The scope of a medical assessment of students goes "way beyond" what chiropractors are legally allowed to practice, Siegel notes, such as heart and lung assessment. He said Lutes could get into legal trouble if he didn't catch something seriously wrong with a student and he signed off for them to play.

"He would be liable and he could lose his license," said Siegel.

Lutes said that a number of athletes have also been blind-sided by the change since they often cannot get appointments for physicals from medical doctors because of a backlogged that has disqualified them from playing this fall.

"A lot of these coaches send kids over that can't afford it so I do it for them for free and now I'm getting hecka kids coming in who can't get an appointment with a medical doctor because it's going to take a couple of months to get in so they can't play sports," said Lutes.

Lutes said in years past he has done about 75 physicals on Ceres and Central Valley High athletes each year as well as Pop Warner football teams. He has also performed physicals on neighboring high school districts, including Hughson, Modesto and Turlock.

"Now they're just saying Ceres can't do it - and Waterford too - because they're tied into the same insurance carrier," said Lutes.

Lutes feels that it's a conflict of interest that Siegel sits on the CRSIG board of directors. However, Siegel said he has no financial interests in the non-profit JPA and the CRSIG board didn't take a vote to change policy.

According to the Schools Insurance Authority, the CIF has never stated that chiropractors may legally execute sports physical forms or serve as team doctors. The CIF rejected a request by the California Chiropractic Association to change its rules and recognize chiropractors as authorized to conduct such activities. The NCAA, the CIF (Southern Section), the Los Angeles Unified School District and other groups have limited or rejected the use of chiropractors in these roles.
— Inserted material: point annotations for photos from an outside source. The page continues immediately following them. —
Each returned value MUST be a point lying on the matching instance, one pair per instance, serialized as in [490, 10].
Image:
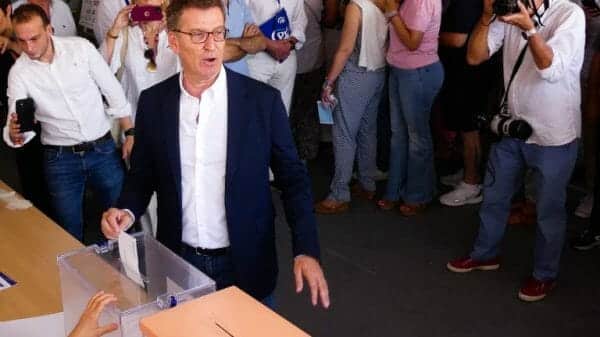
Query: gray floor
[387, 275]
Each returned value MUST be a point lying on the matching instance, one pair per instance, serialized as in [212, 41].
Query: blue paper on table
[325, 113]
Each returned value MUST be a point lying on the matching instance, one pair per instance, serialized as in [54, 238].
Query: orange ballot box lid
[226, 313]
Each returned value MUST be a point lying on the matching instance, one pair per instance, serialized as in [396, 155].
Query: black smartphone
[25, 110]
[590, 4]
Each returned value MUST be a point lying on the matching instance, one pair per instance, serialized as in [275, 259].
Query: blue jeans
[552, 167]
[411, 174]
[67, 174]
[220, 269]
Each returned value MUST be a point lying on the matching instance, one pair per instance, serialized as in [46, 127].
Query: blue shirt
[238, 15]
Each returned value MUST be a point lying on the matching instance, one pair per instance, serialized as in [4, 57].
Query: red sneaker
[466, 264]
[535, 290]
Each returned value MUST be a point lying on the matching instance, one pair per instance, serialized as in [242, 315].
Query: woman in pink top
[416, 76]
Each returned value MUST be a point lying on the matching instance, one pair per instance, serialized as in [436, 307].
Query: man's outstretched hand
[308, 269]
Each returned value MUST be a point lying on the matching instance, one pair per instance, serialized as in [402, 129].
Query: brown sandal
[411, 209]
[386, 205]
[330, 206]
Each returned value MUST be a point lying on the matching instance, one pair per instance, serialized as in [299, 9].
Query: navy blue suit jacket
[258, 137]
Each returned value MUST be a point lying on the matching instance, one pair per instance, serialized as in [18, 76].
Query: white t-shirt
[61, 17]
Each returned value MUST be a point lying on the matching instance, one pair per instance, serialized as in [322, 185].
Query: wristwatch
[529, 33]
[129, 132]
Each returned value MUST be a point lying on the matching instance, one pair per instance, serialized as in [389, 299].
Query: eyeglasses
[198, 36]
[149, 55]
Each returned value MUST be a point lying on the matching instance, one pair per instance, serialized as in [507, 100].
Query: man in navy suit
[205, 139]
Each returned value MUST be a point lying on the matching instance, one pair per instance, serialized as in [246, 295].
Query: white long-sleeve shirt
[136, 77]
[61, 17]
[548, 99]
[67, 93]
[106, 12]
[203, 153]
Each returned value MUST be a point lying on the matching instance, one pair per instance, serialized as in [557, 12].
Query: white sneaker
[584, 209]
[463, 194]
[452, 179]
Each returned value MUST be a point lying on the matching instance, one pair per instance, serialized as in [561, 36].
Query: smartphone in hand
[146, 13]
[592, 4]
[25, 109]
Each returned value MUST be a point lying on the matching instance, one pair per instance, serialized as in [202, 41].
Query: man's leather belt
[81, 147]
[205, 251]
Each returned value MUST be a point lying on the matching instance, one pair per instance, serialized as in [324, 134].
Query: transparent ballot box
[162, 280]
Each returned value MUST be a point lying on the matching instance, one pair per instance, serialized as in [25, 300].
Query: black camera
[504, 124]
[505, 7]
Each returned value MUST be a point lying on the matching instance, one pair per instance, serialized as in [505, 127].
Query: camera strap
[504, 102]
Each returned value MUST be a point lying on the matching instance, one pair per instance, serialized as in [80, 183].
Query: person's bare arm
[477, 48]
[251, 42]
[410, 38]
[453, 40]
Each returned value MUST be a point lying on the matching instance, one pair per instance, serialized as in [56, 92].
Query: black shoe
[586, 241]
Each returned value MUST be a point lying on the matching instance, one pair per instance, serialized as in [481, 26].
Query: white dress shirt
[311, 56]
[203, 152]
[549, 99]
[106, 12]
[136, 77]
[61, 17]
[68, 93]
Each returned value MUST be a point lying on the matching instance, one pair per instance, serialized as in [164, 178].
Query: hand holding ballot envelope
[88, 322]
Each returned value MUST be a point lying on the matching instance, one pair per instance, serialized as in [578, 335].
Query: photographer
[543, 44]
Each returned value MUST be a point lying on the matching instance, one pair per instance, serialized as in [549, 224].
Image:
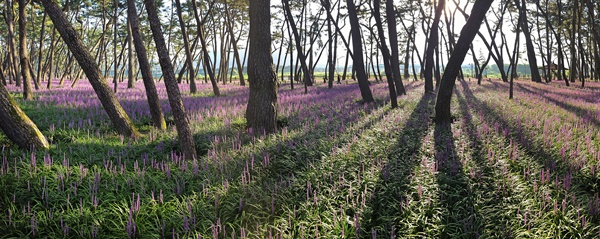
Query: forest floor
[522, 168]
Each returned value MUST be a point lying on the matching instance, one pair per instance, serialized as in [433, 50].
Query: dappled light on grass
[337, 168]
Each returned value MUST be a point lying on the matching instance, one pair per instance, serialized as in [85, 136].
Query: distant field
[522, 168]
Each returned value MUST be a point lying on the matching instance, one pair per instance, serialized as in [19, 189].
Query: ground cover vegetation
[299, 119]
[525, 168]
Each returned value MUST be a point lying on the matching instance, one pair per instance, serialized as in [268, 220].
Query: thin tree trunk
[395, 56]
[358, 62]
[188, 52]
[17, 126]
[184, 132]
[113, 108]
[130, 71]
[23, 54]
[261, 113]
[156, 112]
[468, 33]
[11, 42]
[236, 53]
[432, 44]
[206, 57]
[306, 72]
[386, 54]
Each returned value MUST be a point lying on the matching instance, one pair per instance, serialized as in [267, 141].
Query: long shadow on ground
[580, 189]
[490, 210]
[394, 182]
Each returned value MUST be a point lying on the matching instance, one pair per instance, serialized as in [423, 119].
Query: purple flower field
[525, 168]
In addition, Schools Insurance Authority stated on its website that: "Having a chiropractor serve as a "team doctor" then potentially places the individual, and the district, at potential violation of law." Chiropractors are authorized to perform certain types of limited examinations and evaluations, however, there is no statutory authorization for a chiropractor to perform sports physicals.

Siegel said athletes at the junior high school level are now also being required to get sports physicals. Lutes, however, said the district has been accepting physicals from him and a competitor chiropractor in Ceres. Siegel said, however, blamed the acceptance on clerical errors.